At Abdallah’s, there’s also a small selection of Lebanese goods on shelves for sale. The section has been remodeled several times, as it originally started as more a grocery and just a little bit of deli, including just some shawarma.
“Over the years we just focused on the food because that’s, you know, just what we did best. Now we just kind of keep a refined selection of the staples,” she says. “I mean, really, so much has changed in how Houston sees food. When I was younger and I would take a sandwich with a pita bread, and I would throw it away as soon as I got to school. I would be embarrassed. Nobody took pita sandwiches, you know, back in the ’80s. It was like, ‘What are you eating? What is that?’ Now, American moms are buying the super healthy pita bread all the time and, you know, sending it off to school with their kids.”

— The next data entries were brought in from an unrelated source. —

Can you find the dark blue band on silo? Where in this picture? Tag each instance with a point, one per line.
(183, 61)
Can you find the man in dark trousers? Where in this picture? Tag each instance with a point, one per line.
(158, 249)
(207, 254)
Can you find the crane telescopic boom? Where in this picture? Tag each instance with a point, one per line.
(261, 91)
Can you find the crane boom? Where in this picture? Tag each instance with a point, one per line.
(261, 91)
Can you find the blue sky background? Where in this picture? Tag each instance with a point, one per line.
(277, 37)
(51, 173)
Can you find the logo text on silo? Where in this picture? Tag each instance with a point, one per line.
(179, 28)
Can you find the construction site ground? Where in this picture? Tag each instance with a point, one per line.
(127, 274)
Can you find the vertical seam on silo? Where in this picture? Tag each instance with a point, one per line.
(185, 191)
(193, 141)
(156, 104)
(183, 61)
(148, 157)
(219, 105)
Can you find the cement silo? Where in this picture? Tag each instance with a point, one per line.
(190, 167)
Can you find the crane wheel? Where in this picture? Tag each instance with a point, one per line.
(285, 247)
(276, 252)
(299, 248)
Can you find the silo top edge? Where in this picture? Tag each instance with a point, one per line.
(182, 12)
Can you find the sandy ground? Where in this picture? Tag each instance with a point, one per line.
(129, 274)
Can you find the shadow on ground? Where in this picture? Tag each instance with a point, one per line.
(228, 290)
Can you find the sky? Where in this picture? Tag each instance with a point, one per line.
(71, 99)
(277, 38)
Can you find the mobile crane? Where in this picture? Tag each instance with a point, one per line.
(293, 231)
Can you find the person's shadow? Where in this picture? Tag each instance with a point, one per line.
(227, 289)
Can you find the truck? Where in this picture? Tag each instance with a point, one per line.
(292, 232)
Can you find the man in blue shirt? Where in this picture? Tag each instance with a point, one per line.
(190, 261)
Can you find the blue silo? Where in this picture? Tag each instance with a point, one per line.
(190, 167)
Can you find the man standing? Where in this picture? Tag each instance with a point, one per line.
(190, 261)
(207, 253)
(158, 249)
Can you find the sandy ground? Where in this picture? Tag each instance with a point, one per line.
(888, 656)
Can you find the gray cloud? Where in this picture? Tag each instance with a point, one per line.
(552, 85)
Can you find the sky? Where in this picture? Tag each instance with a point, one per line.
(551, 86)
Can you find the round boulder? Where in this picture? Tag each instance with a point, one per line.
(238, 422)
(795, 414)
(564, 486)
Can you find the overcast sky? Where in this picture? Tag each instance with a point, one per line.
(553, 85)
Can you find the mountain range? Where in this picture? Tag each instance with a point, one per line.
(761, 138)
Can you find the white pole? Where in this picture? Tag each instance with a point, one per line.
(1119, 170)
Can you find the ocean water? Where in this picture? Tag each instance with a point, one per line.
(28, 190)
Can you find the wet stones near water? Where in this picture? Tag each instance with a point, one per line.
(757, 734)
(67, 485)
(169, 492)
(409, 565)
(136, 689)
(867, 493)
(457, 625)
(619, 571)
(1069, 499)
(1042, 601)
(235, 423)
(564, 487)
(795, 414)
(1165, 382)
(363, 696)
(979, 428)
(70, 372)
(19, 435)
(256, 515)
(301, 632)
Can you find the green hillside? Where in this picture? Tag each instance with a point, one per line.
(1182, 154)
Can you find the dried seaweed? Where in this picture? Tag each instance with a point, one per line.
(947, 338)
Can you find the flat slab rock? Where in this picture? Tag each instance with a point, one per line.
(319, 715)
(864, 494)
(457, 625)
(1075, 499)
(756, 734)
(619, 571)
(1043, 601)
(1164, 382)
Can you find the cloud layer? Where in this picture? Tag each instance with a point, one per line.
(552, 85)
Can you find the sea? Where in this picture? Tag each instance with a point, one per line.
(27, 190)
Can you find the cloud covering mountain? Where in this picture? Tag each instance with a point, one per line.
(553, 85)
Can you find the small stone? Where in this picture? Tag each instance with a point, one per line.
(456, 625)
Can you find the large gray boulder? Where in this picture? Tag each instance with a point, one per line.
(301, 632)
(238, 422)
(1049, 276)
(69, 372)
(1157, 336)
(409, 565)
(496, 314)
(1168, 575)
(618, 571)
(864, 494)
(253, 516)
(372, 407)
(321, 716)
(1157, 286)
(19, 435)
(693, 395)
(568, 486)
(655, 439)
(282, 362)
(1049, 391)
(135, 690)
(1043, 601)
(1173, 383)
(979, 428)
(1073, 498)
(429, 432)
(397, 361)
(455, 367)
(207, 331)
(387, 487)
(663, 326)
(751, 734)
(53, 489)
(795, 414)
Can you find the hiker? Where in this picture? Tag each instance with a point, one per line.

Susan claims that working with her family here has also helped her with her Arabic. She said that when she was little, she just spoke broken Arabic, but, now, after working at the restaurant for so many years and engaging with so many different customers, she’s fluent.
And when it comes to the secret of Abdallah’s longevity, Susan has some ideas.
“It’s not so much about success and growth,” she notes. “I just really look up to the vision that my family had in starting this because the dream was to come here. My father’s dream was originally just to come here, make some money, and go back home. You know, it was not to come here and establish something, but he did. My family did.”